- Garibaldi
- Coordinates: 37°43′0″S 143°53′0″E﻿ / ﻿37.71667°S 143.88333°E
- Postcode(s): 3352
- LGA(s): Golden Plains Shire
- State electorate(s): Eureka
- Federal division(s): Ballarat
Localities around Garibaldi:
| Napoleons | Durham Lead | Scotsburn |
| Enfield | Garibaldi |  |
| Dereel | Grenville | Shelford |

= Garibaldi, Victoria =

Garibaldi is a locality in the Western District of the Australian state of Victoria, on the lands of the Wathaurong people.

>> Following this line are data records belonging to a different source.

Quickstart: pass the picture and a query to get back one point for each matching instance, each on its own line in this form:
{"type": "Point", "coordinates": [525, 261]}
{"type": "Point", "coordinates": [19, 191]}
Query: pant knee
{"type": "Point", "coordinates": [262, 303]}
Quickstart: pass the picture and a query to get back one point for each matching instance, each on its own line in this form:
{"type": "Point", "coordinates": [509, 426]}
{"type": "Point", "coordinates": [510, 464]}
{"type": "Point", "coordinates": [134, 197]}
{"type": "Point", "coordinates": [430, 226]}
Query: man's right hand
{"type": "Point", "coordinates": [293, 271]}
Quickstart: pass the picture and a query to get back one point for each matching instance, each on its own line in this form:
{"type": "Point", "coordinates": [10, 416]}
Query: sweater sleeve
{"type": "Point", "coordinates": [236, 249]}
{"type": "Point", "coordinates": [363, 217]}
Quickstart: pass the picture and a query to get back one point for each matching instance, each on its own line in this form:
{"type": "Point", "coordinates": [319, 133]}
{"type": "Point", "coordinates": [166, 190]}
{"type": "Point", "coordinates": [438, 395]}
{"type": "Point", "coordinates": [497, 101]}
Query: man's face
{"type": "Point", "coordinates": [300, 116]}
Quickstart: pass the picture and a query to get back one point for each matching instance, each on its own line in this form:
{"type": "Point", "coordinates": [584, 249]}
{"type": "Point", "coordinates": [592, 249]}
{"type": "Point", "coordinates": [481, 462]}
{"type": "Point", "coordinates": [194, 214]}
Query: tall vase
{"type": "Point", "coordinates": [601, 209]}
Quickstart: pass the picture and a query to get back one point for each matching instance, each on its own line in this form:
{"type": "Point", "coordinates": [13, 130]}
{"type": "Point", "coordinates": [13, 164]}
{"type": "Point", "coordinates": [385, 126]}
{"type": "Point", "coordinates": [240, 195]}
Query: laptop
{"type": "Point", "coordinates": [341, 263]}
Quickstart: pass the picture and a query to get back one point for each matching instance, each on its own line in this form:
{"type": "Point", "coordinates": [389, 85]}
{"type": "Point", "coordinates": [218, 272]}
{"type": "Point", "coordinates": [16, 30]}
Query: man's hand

Garibaldi is a town within the local government area of Golden Plains. It covers around 12 square kilometers of mostly farms and rural holdings. The township grew originally around mining activity during the gold rush In 2021, Garibaldi had a population of 131 with a median age of 43.

The main landmark in Garibaldi is the Garibaldi Hall on Hardies Hill Road, which was originally the Garibaldi School opened in 1879. The School was built with capacity for 150 students. The School closed in 1943, with the Education Department considering removing the vacant School Building to Lismore in 1948.

It remained in Garibaldi and was restored as a Community Hall around 1986. The Hall is surrounded by Monterey Pine trees planted as a memorial to the soldiers of the district who served in World War One, a sculpture created as part of a public art programme in 2018, a playground constructed in 2021, and wetlands.